A boom in people’s attention to healthy living meant the strategy paid off in her ability to meet higher demand. Plus, she says, “I’m working with our production team to find alternative solutions and products that are better or work just as well.”

Gillian Summers, managing director of Brain Industries, which engineers, makes and supplies equipment, such as conveyor pulleys and airloader pumps, to landbased mining and offshore oil and gas clients, says the cost of sourcing specialised parts and materials has surged, sometimes two-fold, in the past few years. But in an upside to rising prices and overseas supply chain interruptions, Summers has been able to turn her passion for boosting skills in NSW’s Hunter Valley region – where the company is based – into action.

Pre-COVID, Brain Industries typically sourced steel pressings from China twice a year but “when the cost of an import sea-freight container quadrupled and transport time doubled, it made the Chinese materials’ price prohibitive”.

Mid-2021, the company switched to a local supplier at a cost that was lineball with the total cost of importing. “Product arrived much faster,” which helped to meet customer needs in a more opportune way. Brain Industries’ ability to deliver led to orders for airloader pumps in new markets, including Nigeria and Norway.

Fresh strategies, such as taking on minimal debt, have made Brain Industries more “nimble”, says Summers, enabling the business to work around supply chain issues, like paying for airfreight, as they arise. It has also forged alliances with non-competitive suppliers, including labour-force providers, to share industry intel. One company gives Brain Industries advance notice of maintenance shutdowns at mines so it can be poised to supply them rather than wait for an order.

Both Cutter and Summers are optimistic that the supply climate will soon normalise. But some of the innovative workarounds they’ve developed to solve supply chain issues are here to stay.

How to protect your processes

Tim McLean, managing director of global manufacturing and supply chain consultants TXM Lean Solutions, says supply chain disruptions are more frequent than many realise. He outlines three key strategies to help you ride out almost any storm.
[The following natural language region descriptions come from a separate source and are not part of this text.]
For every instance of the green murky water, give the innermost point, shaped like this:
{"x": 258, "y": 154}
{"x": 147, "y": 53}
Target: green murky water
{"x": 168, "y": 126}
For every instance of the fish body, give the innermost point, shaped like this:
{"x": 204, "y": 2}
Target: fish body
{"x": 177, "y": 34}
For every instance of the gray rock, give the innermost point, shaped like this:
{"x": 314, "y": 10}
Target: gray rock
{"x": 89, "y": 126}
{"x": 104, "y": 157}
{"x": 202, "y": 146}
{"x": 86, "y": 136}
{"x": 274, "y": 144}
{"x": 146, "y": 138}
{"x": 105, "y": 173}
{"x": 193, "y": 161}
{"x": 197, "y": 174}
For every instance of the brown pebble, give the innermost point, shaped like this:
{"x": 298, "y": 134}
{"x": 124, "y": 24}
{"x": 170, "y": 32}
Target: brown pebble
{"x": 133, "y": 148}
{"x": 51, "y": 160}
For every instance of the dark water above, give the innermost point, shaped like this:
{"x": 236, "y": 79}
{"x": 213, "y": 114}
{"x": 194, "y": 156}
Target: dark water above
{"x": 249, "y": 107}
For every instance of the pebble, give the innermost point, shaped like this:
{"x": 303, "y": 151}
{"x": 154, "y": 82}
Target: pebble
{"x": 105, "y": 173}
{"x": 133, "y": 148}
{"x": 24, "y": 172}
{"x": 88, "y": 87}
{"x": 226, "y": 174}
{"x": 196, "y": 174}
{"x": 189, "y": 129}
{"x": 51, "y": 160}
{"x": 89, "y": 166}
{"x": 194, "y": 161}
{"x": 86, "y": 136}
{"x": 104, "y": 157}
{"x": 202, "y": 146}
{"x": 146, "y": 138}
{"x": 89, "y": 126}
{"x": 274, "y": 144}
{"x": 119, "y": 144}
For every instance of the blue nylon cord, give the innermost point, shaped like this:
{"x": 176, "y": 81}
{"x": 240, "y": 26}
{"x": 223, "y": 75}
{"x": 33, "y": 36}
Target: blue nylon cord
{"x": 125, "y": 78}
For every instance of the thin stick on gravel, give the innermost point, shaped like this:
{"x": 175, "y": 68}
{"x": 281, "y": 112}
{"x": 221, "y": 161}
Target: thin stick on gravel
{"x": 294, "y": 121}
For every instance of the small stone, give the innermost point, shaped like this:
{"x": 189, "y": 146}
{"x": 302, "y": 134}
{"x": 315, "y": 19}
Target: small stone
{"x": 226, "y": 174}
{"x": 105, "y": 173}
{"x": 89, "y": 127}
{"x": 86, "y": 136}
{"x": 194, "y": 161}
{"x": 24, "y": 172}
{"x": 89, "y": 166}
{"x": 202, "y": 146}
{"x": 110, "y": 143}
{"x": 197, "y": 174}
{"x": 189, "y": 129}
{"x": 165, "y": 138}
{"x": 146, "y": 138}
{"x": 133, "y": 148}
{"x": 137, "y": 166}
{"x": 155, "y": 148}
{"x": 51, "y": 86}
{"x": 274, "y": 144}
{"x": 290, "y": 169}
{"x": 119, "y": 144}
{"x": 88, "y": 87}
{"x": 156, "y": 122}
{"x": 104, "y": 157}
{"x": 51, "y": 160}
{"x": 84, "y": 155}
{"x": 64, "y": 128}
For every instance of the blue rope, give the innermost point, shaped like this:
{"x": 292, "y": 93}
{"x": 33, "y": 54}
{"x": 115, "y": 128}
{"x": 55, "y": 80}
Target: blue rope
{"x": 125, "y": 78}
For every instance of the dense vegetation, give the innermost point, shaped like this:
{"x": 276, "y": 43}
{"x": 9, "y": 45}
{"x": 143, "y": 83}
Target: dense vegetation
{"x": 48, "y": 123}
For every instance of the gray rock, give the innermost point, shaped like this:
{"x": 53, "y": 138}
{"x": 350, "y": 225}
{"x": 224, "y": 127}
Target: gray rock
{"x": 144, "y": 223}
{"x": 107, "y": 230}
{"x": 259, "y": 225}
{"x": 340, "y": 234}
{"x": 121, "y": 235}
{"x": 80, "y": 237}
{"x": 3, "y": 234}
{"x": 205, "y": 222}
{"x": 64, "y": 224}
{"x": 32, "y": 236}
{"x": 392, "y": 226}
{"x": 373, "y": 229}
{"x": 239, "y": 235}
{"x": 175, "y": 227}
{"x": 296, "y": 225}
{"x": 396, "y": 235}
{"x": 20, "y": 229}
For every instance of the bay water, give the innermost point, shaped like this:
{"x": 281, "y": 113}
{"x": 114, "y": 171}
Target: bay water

1. Focus less on the unit price and more on how much it could cost you in gross margins if you’re out of stock of a particular input for a month and can’t manufacture your product.

2. Longer intervals between orders increase the risk of supply chain failure. More frequent ordering can add to your freight costs but this might be moderated by having a lower inventory.

3. Nurture relationships with your suppliers – develop ordering routines that make it simpler for them to supply your business and collaborate with them to change product design and make delivery easier.